When Shulman noted that “people are already distracted by it,” the Shining Girls star said audiences can “hold in their mind whatever they want to, and I can’t control that.”

“If it’s not that, it’s going to be something else,” she continued. “It’s not really a closed-off religion. It’s a place that is very open to, like, welcoming in somebody who wants to learn more about it. I think that’s the thing that is probably the most misunderstood.”

Within the wide-ranging profile, Moss responds to a number of other things around her membership in the church, including her involvement with it alongside her portrayal of June Osborne, the lead of Hulu’s Emmy-winning adaptation of Margaret Atwood’s The Handmaid’s Tale, which takes place in the fictional totalitarian regime of Gilead. In the piece, Schulman wrote the “abuses perpetrated by Scientology — mind control, making family members cut ties with apostates (a policy known as Disconnection), assigning troublesome members to hard labor — echo the authoritarian tactics of Gilead. (The Church calls these allegations ‘false and mischaracterized.’)” — and noted that he had “asked how a viewer of The Handmaid’s Tale might reconcile these two things.”

Moss responded that “obviously, something like religious freedom and resistance against a theocracy is very important to me.”

“I would just encourage people to find out for themselves,” she added. “I’ve certainly been guilty of reading an article or watching something and taking that as gospel.”
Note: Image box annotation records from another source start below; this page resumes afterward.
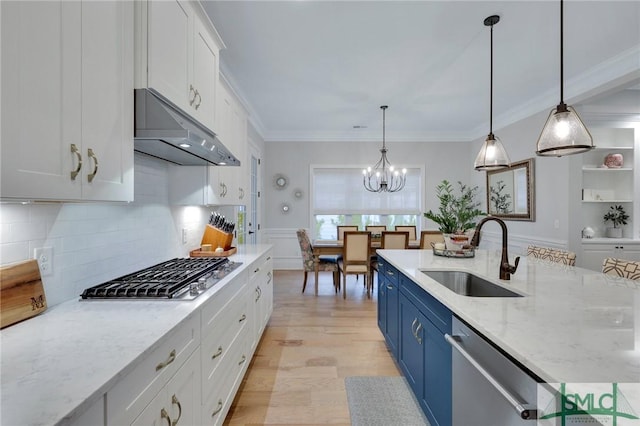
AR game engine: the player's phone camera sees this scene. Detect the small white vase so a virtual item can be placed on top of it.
[443,234,471,250]
[607,226,622,238]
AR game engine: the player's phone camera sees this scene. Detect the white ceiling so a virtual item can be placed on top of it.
[202,0,640,141]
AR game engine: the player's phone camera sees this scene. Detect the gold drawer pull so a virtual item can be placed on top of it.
[211,346,222,359]
[160,408,172,426]
[156,349,176,371]
[71,143,82,180]
[171,395,182,426]
[211,399,222,417]
[87,148,98,183]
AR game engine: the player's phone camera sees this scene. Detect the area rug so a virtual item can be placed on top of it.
[344,376,429,426]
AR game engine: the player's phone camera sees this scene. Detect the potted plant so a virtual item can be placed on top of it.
[604,204,629,238]
[424,179,486,249]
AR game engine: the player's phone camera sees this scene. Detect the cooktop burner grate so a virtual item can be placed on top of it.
[80,258,233,299]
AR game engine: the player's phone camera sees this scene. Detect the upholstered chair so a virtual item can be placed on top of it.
[395,225,418,241]
[296,229,340,293]
[527,246,576,266]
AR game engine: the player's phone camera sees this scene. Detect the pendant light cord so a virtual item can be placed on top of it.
[560,0,564,104]
[489,24,493,135]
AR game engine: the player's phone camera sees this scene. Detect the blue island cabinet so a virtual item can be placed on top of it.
[378,264,452,426]
[378,258,400,359]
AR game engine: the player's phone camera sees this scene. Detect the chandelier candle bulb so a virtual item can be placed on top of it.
[362,105,407,192]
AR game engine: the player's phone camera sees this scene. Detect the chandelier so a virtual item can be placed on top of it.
[362,105,407,192]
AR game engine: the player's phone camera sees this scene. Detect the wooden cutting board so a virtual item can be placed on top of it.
[0,259,47,328]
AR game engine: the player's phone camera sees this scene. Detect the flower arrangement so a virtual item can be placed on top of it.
[424,179,486,234]
[603,204,629,228]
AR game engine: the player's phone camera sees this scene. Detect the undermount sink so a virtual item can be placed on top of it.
[421,271,522,297]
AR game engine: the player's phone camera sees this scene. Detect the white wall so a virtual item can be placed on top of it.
[265,111,584,269]
[0,154,230,307]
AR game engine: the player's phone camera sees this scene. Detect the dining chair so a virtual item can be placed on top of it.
[337,225,358,241]
[371,231,409,272]
[296,229,340,293]
[420,231,444,250]
[602,257,640,281]
[365,225,387,236]
[338,231,372,299]
[527,245,576,266]
[395,225,418,241]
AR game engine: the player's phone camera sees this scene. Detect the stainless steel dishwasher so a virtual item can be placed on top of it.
[445,316,537,426]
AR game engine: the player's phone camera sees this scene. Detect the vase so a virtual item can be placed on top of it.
[443,234,471,250]
[607,226,622,238]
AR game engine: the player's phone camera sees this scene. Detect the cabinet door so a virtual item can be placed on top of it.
[191,15,219,131]
[166,350,202,425]
[386,281,400,356]
[399,294,428,401]
[147,0,190,111]
[0,1,82,199]
[82,2,133,201]
[421,321,452,426]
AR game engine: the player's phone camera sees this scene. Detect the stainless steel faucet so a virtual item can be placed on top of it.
[471,216,520,280]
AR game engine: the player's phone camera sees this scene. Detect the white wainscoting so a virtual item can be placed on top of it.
[262,228,302,270]
[263,228,568,270]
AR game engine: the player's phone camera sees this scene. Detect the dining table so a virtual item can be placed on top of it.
[312,238,420,295]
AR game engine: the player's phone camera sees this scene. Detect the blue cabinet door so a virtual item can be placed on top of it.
[378,272,389,339]
[385,281,400,359]
[419,312,452,426]
[398,294,428,401]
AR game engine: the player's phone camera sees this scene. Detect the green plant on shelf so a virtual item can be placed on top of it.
[603,204,629,228]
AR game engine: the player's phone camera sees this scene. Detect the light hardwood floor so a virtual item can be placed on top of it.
[224,271,400,426]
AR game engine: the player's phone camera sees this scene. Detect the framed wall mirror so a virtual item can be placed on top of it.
[487,158,536,222]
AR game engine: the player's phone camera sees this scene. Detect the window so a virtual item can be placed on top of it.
[311,166,423,240]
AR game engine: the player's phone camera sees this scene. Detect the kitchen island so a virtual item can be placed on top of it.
[378,250,640,425]
[378,250,640,383]
[0,245,272,426]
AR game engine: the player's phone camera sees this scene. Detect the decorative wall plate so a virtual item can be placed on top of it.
[273,174,289,189]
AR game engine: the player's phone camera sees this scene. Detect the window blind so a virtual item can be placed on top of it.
[311,167,422,215]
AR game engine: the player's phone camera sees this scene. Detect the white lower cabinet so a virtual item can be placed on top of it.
[105,255,273,426]
[131,351,202,426]
[107,312,200,425]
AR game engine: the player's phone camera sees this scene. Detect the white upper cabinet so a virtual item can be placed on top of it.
[0,1,133,201]
[142,0,222,131]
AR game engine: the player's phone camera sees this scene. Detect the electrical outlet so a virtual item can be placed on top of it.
[33,247,53,277]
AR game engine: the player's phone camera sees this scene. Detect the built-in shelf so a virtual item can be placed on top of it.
[582,166,633,172]
[582,200,633,204]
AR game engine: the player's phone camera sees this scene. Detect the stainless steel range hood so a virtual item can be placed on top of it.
[134,89,240,166]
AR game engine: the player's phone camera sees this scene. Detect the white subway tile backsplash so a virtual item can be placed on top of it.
[0,154,209,306]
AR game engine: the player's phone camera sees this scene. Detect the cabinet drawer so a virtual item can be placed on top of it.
[202,271,247,328]
[202,297,250,382]
[107,313,200,425]
[202,327,251,425]
[400,275,452,333]
[378,257,400,287]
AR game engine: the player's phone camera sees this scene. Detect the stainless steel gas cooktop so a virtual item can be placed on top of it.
[80,257,241,300]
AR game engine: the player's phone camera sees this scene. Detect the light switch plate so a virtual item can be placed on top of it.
[33,247,53,277]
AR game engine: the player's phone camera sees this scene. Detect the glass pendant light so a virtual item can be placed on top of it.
[362,105,407,192]
[536,0,595,157]
[474,15,510,171]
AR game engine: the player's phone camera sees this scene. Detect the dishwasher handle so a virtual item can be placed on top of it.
[444,334,538,420]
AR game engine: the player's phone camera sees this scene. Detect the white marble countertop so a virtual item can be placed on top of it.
[378,250,640,383]
[0,245,271,426]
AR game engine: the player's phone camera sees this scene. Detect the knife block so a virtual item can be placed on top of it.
[200,225,233,251]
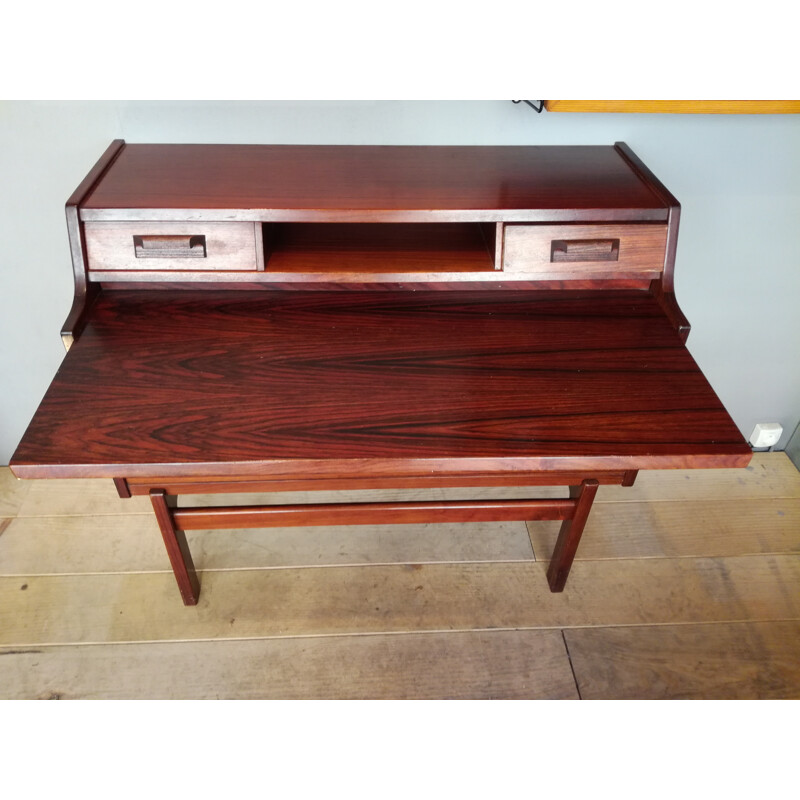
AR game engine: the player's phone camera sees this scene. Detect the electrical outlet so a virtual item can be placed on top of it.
[750,422,783,447]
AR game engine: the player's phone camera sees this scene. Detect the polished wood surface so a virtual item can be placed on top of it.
[12,291,751,478]
[502,224,667,279]
[81,144,667,222]
[543,100,800,114]
[84,222,263,270]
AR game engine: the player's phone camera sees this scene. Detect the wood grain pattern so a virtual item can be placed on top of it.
[11,292,751,479]
[503,220,667,280]
[544,100,800,114]
[565,620,800,700]
[266,222,494,275]
[0,631,578,700]
[84,222,258,271]
[0,556,800,647]
[81,144,667,222]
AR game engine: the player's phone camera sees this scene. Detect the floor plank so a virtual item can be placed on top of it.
[0,556,800,646]
[528,498,800,559]
[565,621,800,700]
[595,452,800,503]
[0,631,578,699]
[17,478,153,517]
[0,467,31,517]
[0,514,533,575]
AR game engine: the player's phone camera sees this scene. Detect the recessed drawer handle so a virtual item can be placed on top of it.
[550,239,619,262]
[133,236,206,258]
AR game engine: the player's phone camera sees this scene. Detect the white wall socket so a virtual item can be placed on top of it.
[750,422,783,447]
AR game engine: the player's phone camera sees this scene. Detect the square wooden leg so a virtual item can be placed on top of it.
[150,489,200,606]
[547,480,599,592]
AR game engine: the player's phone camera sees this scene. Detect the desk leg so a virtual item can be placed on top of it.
[150,489,200,606]
[547,480,599,592]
At another point in the piece, the actress addresses a 2017 story from The Hollywood Reporter about her swearing during that year’s Emmys acceptance speech when the Mad Men star won best actress in a drama series. The piece quotes Tiziano Lugli, Moss’ former friend who left the church, about language and, more specifically, profanity’s use within Scientology. A rep for Moss at the time declined to comment for the story.

Moss says the story “pissed me off.”

“That was a really, really big moment for me, and it was a big moment for my mom and me. My mom, who has supported me through the years and been such an incredible mother to both me and my brother. And to tell a lie like that, about that — I didn’t deserve that, and it was wrong.”

The Shining Girls star also spoke about a moment during the 2017 Television Critics Association Awards when she left the room as Leah Remini, one of the most high-profile and outspoken former members of Scientology, accepted her win in the outstanding achievement in reality programming category for the A&E docuseries Leah Remini: Scientology and the Aftermath. Moss says it wasn’t a direct response to Remini and that she “went to the bathroom. I wish it was more exciting than that.”

In a 2017 THR profile, Remini said she had not crossed paths with Moss because the actress “believes that she can’t talk to me” and said there is “a thing in Scientology called ‘acceptable truth.’ It means you only say what’s acceptable to the public. But she believes that I’m an antisocial personality — because I’ve spoken out against Scientology. So she isn’t allowed to talk to me. And me knowing that, I wouldn’t put her in the awkward position.”

In response to Shulman noting Remini “claimed the group encourages Moss not to speak with her,” Moss said: “I have never received any request to talk to her. So, there hasn’t been an opportunity for her to say that. I don’t know her that well, so it’s not like we were friends.”

THR has reached out to reps for Moss and Remini.